This document contains 3 implementations of computing the 0-dimensional PH of the product of 2 vertex-based filtrations:

1. Computing PH of the product directly using an union-find method.
2. Theorem 4 of our paper.
3. Computing PH of the product directly using the gudhi library.

We then compute them on pairs of graphs loaded with the BREC dataset.

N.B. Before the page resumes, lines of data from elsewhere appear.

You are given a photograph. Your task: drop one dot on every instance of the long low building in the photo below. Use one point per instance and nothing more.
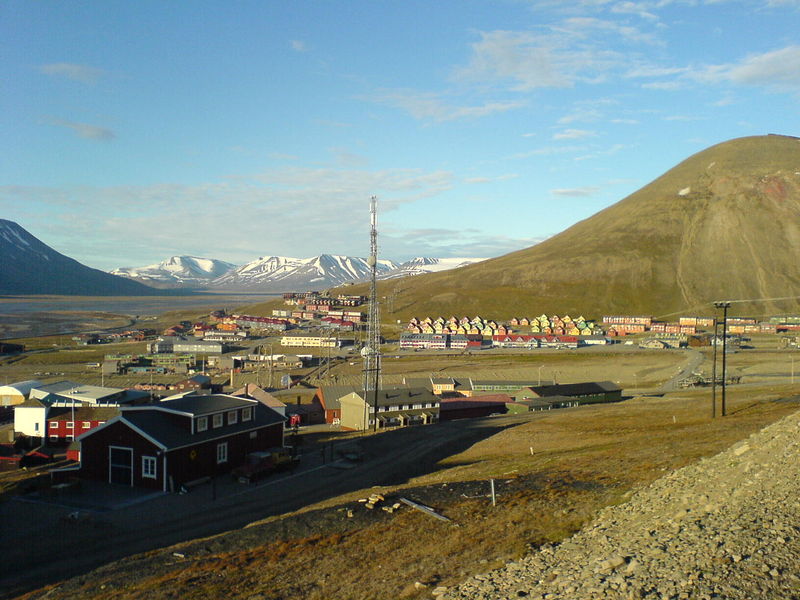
(395, 408)
(175, 344)
(311, 341)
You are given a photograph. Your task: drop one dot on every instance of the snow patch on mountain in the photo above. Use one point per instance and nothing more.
(422, 265)
(178, 270)
(282, 273)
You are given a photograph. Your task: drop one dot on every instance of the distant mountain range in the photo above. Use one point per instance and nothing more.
(279, 273)
(178, 271)
(29, 266)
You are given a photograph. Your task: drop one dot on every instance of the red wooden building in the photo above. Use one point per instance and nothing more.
(165, 445)
(65, 423)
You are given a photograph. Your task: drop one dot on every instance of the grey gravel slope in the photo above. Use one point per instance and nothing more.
(727, 527)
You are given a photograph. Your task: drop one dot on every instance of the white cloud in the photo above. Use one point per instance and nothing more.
(573, 134)
(428, 106)
(75, 72)
(578, 192)
(479, 180)
(776, 69)
(290, 211)
(84, 130)
(444, 243)
(666, 86)
(299, 46)
(528, 60)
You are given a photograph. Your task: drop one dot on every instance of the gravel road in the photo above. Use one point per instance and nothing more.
(727, 527)
(29, 532)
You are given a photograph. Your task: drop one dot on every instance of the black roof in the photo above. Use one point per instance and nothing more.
(204, 404)
(171, 434)
(577, 389)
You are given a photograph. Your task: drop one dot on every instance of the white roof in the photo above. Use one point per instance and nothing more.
(21, 387)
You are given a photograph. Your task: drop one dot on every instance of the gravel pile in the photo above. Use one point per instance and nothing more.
(725, 527)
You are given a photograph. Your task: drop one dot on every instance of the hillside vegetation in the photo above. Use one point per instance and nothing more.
(723, 224)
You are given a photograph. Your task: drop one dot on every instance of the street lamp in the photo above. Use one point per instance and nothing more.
(724, 306)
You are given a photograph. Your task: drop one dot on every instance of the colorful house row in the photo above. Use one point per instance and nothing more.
(556, 325)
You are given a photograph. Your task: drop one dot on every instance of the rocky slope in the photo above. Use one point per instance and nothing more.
(30, 266)
(722, 225)
(725, 527)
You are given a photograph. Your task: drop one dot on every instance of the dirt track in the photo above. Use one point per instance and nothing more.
(41, 546)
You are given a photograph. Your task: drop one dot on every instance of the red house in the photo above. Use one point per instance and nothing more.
(165, 445)
(65, 423)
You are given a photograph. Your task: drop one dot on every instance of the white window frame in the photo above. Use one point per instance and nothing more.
(222, 453)
(149, 467)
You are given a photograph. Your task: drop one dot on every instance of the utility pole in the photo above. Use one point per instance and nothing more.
(714, 369)
(724, 306)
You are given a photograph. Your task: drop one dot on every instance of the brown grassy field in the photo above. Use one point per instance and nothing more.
(552, 474)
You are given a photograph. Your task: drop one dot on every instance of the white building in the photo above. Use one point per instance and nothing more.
(16, 393)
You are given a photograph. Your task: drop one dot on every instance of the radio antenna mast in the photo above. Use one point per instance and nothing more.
(371, 350)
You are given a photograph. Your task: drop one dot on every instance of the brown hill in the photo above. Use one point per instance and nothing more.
(722, 225)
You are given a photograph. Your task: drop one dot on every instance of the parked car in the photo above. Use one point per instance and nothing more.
(263, 463)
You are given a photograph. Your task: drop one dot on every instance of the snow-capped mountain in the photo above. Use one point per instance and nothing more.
(29, 266)
(421, 265)
(183, 271)
(281, 273)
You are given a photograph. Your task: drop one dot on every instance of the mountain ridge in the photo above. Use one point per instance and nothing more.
(30, 266)
(722, 224)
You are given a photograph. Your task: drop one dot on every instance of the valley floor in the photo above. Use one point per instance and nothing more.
(553, 471)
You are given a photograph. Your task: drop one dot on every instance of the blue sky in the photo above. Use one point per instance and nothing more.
(134, 131)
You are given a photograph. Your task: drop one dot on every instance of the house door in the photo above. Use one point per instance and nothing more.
(120, 465)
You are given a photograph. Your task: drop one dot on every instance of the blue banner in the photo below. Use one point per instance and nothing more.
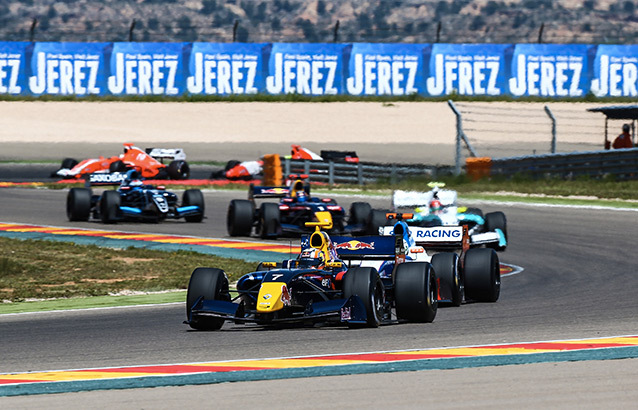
(385, 69)
(549, 70)
(14, 58)
(307, 69)
(147, 69)
(227, 68)
(467, 69)
(615, 71)
(68, 69)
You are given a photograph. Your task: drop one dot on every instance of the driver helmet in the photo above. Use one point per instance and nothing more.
(435, 207)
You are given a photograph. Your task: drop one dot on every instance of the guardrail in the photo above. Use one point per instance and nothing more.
(361, 173)
(622, 163)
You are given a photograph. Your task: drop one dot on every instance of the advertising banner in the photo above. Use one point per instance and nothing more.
(227, 68)
(307, 69)
(549, 70)
(385, 69)
(14, 58)
(68, 69)
(467, 69)
(615, 72)
(146, 69)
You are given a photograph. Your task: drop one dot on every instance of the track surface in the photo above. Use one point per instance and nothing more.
(579, 282)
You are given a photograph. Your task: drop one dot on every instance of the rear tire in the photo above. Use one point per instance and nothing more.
(194, 197)
(78, 204)
(446, 268)
(366, 284)
(415, 292)
(482, 275)
(239, 218)
(178, 170)
(269, 218)
(211, 284)
(110, 206)
(493, 221)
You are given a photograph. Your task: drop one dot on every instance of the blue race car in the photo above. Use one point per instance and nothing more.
(133, 200)
(295, 208)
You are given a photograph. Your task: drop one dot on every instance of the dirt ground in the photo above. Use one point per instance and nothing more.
(403, 132)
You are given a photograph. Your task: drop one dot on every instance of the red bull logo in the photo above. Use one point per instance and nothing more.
(354, 245)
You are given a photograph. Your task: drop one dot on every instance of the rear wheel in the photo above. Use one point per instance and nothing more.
(415, 292)
(446, 268)
(211, 284)
(78, 204)
(482, 275)
(239, 218)
(493, 221)
(194, 197)
(366, 284)
(110, 206)
(178, 170)
(269, 220)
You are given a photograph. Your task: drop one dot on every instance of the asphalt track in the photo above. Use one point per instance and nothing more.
(579, 282)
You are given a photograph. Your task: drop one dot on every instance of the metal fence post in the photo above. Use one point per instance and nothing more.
(551, 117)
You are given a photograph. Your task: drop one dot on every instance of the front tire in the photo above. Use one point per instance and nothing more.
(415, 292)
(194, 197)
(211, 284)
(366, 284)
(482, 275)
(78, 204)
(446, 268)
(239, 218)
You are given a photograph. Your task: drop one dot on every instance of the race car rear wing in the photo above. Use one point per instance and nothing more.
(167, 153)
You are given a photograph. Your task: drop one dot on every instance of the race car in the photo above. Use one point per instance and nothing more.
(133, 200)
(439, 207)
(295, 208)
(148, 163)
(315, 287)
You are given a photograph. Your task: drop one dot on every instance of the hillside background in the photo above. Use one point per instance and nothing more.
(400, 21)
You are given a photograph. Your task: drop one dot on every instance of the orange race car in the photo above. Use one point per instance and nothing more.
(149, 163)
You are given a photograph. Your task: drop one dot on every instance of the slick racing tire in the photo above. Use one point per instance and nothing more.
(211, 284)
(269, 220)
(178, 170)
(110, 206)
(376, 220)
(415, 292)
(493, 221)
(194, 197)
(482, 275)
(68, 163)
(78, 204)
(366, 284)
(359, 213)
(446, 269)
(239, 218)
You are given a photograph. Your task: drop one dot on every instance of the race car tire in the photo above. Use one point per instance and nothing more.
(446, 269)
(239, 218)
(482, 275)
(117, 166)
(269, 220)
(415, 292)
(231, 164)
(78, 204)
(110, 206)
(194, 197)
(366, 284)
(359, 213)
(68, 163)
(178, 170)
(211, 284)
(376, 220)
(493, 221)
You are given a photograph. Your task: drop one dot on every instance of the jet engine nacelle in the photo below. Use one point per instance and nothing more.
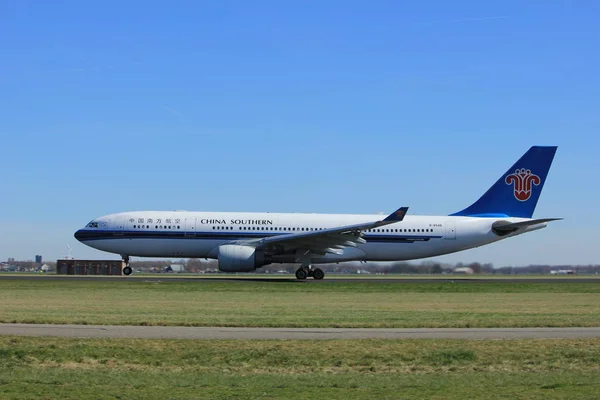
(235, 258)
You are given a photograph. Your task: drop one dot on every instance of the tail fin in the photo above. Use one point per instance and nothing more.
(516, 193)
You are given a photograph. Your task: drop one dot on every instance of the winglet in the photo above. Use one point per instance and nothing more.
(397, 215)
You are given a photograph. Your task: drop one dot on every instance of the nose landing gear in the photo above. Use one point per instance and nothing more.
(127, 269)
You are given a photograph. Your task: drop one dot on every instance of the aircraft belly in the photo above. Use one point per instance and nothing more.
(349, 254)
(156, 247)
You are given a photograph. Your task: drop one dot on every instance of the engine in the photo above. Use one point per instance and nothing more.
(235, 258)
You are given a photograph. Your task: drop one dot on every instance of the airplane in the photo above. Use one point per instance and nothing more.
(243, 242)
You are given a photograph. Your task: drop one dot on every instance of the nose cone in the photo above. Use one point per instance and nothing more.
(79, 235)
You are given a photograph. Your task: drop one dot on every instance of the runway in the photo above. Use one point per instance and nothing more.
(177, 332)
(290, 279)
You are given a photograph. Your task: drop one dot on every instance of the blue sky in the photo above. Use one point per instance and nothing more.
(307, 106)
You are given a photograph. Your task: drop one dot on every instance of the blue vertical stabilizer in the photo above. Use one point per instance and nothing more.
(516, 193)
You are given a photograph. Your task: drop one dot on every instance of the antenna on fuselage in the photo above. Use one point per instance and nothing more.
(70, 255)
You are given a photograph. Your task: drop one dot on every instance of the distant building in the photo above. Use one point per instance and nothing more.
(463, 271)
(563, 272)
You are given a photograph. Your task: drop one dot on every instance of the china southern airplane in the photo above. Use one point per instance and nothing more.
(243, 242)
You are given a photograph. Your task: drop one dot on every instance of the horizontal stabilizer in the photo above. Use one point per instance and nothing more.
(397, 215)
(502, 228)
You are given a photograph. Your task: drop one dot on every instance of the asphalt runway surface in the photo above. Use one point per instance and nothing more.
(291, 279)
(177, 332)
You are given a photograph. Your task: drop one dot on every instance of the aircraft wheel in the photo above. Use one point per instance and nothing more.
(301, 274)
(318, 274)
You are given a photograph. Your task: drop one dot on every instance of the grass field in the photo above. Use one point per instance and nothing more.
(292, 304)
(383, 369)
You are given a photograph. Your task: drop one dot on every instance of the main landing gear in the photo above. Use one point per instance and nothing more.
(307, 271)
(127, 269)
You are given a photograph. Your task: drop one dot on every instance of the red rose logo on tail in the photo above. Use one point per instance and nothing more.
(523, 181)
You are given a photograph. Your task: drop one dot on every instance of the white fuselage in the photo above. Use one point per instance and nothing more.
(199, 234)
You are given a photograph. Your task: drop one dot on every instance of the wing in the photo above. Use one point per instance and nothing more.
(323, 241)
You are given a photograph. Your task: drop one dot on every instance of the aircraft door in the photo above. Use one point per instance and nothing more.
(119, 226)
(450, 230)
(190, 226)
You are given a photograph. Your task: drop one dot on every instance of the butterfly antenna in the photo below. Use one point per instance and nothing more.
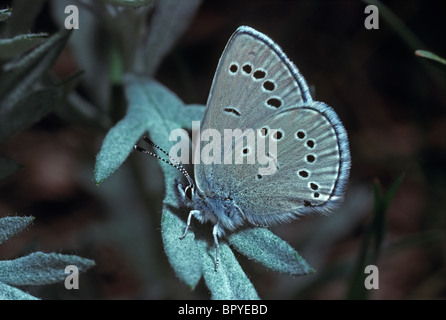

NOTE: For convenience, we modeled time t = +infinity as -1 in the code file here, and the filtration values are assumed to be positive in the algorithm. We also precomputed the values at time t = -infinity appropriately.

In [None]:
# Uncomment to install the gudhi package
# !pip install gudhi
import torch
import itertools
import numpy as np
import networkx as nx
import matplotlib.pyplot as plt

# import random
import gudhi
import math
from itertools import product
import time

In [None]:
# The code implementation of the Union Find PH Based Method
# The code is adapted from codes produced in the paper:
# "Going beyond persistent homology using persistent homology"
# by Johanna Immonen, Amauri H. Souza, and Vikas Garg.

class UnionFind():
    def __init__(self,N):
        self._parents = list(range(0, N))

    def find(self, p):
        return(self._parents[p])

    def merge(self, p, q):
        root_p, root_q = self._parents[p], self._parents[q]
        for i in range(0, len(self._parents)):
            if(self._parents[i] == root_p):
                self._parents[i] = root_q

    def connected(self,p,q):
        return self._parents[p] == self._parents[q]

    def roots(self):
        roots = []
        for i in range(0, len(self._parents)):
            if self._parents[i] == i:
                roots.append(i)
        return roots


def persistence_routine(filtered_v, filtered_e, edge_indices):

    n, m = filtered_v.shape[0], edge_indices.shape[1]

    filtered_e, sorted_indices = torch.sort(filtered_e)
    uf = UnionFind(n)
    persistence = torch.zeros((n, 3), device=filtered_v.device)
    persistence1 = torch.zeros((m, 2), device=filtered_v.device)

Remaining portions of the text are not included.